The best (but still problematic) quotes, for my money, are from Gail King and Hoda Kotb:
“I think when you’re first starting out, that’s very difficult, but it’s something to keep in mind as you climb the ladder, that we might need to start setting boundaries for ourselves,” King explained. “I said to her this morning, ‘You’re Arianna Huffington of the Huffington Post, so you can say ‘Sleep! Don’t answer emails!'” When you’re starting out, it doesn’t work that way.”
“It’s not until you’re older that you can sleep,” agreed Today’s Hoda Kotb. “You need to kill yourself first.”
This is right up there with a bit that’s been going around some circles from Mina Bissell who works on ECM, and was president of the ASCB. I can’t find the original address in its entirety, but here is the relevant quote:
“…if research is truly what you want to do, then you must be willing to pay the price… It takes time, patience, stubbornness, years and years of seven-day weeks and eighteen-hour days, years of poverty level wages, predictions of doom and failure, rejections of papers and grants,depression and self-doubt…But one persists…because this is what you want to do.”
Despite that we are both boomers (although she came from Iran), she is leading edge boomer, and I am trailing edge. She’s effectively a generation ahead of me – the generation to which several of my mentors belonged (younger than my mother, but older than me). She is certainly a Big Dog scientist, with lots of pubs, lots of grants, and a huge lab.
I agree that it takes a lot of what she says. You have to want it. It does take years. And sometimes it does take 18 hour days. There is a lot of rejection, self-doubt and insecurity. That is the reality check. There is also a price to pay.

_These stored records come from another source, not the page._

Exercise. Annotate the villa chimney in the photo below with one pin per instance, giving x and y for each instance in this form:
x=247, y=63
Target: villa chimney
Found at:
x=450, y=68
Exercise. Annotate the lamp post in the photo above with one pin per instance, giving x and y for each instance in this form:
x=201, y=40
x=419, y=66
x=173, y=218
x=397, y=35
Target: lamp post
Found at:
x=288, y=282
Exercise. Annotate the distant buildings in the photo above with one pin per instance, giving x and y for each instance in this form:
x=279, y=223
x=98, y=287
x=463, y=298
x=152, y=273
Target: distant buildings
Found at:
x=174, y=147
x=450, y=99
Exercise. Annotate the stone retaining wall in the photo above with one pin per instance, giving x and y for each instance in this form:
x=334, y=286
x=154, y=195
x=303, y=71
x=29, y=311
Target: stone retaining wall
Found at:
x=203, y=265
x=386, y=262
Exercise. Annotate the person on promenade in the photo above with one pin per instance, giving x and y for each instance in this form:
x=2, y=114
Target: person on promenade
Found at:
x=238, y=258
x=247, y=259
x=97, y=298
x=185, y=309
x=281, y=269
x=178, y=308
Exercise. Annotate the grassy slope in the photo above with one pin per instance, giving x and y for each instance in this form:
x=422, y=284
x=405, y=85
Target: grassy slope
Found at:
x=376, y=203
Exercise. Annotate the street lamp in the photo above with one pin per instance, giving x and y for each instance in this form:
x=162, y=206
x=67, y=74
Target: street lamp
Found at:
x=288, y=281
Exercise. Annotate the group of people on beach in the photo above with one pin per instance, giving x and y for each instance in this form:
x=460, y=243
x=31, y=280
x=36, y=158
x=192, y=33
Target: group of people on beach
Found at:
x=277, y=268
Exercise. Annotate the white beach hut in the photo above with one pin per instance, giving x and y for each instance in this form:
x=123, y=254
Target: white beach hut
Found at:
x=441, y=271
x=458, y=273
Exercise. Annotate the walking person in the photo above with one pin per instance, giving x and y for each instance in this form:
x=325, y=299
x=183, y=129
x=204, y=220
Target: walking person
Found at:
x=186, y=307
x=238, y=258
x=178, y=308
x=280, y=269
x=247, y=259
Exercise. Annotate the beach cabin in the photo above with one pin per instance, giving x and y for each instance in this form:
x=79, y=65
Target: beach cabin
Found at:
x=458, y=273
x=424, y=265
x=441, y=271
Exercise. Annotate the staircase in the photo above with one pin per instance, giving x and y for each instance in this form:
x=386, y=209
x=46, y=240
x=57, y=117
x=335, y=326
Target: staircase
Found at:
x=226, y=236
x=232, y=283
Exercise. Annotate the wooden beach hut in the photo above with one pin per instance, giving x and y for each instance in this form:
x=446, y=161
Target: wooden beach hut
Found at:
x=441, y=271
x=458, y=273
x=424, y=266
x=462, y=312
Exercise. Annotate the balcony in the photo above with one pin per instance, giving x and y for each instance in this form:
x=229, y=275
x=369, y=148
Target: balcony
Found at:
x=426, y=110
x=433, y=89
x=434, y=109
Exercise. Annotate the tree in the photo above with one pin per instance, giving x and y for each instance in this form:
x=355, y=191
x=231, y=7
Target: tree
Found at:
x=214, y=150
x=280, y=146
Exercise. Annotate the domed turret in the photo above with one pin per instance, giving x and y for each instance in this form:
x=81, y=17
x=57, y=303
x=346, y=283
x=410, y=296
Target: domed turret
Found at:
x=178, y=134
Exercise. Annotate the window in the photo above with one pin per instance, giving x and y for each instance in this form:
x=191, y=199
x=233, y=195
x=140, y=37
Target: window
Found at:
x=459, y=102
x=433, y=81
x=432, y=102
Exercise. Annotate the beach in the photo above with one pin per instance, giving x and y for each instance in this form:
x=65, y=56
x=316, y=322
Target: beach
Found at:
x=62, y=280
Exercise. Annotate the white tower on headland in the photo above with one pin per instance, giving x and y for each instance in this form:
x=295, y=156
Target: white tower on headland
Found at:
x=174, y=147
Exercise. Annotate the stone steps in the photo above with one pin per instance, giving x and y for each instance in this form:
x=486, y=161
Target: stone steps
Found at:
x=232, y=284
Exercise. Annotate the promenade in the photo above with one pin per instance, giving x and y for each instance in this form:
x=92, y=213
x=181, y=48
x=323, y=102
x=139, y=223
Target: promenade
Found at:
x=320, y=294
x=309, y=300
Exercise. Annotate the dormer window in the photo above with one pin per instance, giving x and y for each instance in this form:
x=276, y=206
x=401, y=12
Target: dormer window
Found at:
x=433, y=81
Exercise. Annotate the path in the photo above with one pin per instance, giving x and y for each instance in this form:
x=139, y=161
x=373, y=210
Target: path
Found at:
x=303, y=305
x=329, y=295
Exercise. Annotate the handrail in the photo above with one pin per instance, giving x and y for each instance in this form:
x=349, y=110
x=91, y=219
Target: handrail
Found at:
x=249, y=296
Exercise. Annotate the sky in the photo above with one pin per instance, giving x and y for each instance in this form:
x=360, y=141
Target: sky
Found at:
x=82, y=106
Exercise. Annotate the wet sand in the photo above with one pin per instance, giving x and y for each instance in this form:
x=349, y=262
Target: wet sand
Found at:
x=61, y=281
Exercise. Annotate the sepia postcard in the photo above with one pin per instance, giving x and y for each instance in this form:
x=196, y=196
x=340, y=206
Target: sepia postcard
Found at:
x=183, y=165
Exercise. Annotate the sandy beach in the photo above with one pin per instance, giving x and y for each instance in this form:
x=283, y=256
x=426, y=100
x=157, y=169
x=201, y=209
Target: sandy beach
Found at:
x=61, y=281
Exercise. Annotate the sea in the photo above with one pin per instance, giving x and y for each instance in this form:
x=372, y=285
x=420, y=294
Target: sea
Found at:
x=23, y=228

Different generations (and I think the 20-year gradients are too coarse) pay different prices. Different groups (women, URM, intersections of groups) pay different prices.
But I don’t think she’s right, and I am not sure I agree with just making this statement, or just putting it out there. I wish I could find the rest of the speech (because I do want to see context). Yes it is hard, but there is joy in the work. There is joy in science, and in doing this. Do not get discouraged before you start. It’s not just that “you want to do research”. It what doing research is.
Which brings us back to sleep. Is sleep one of those things we must give up when we are young? I by and large didn’t, but not out of conviction or choice. I got sleep, mostly because I am a morning person. I just fell asleep. I couldn’t stay up to do an all-nighter. And I was up with birdies in the morning. But pretty much everyone I knew did without sleep. I think getting sleep, and maybe not quite working as long helped me get ahead in the end.
But, if sleep is renewable energy, then you’ve got to get it. And not just sleep, but life. A beer with friends. A coffee with the peeps at work. A phone call with your parents or favorite aunt or grandfather. There are little things, but things of immense value. Do not give them up. As is true of everything, its a cost/benefit decision. We all need to make those decisions and not let them happen to us.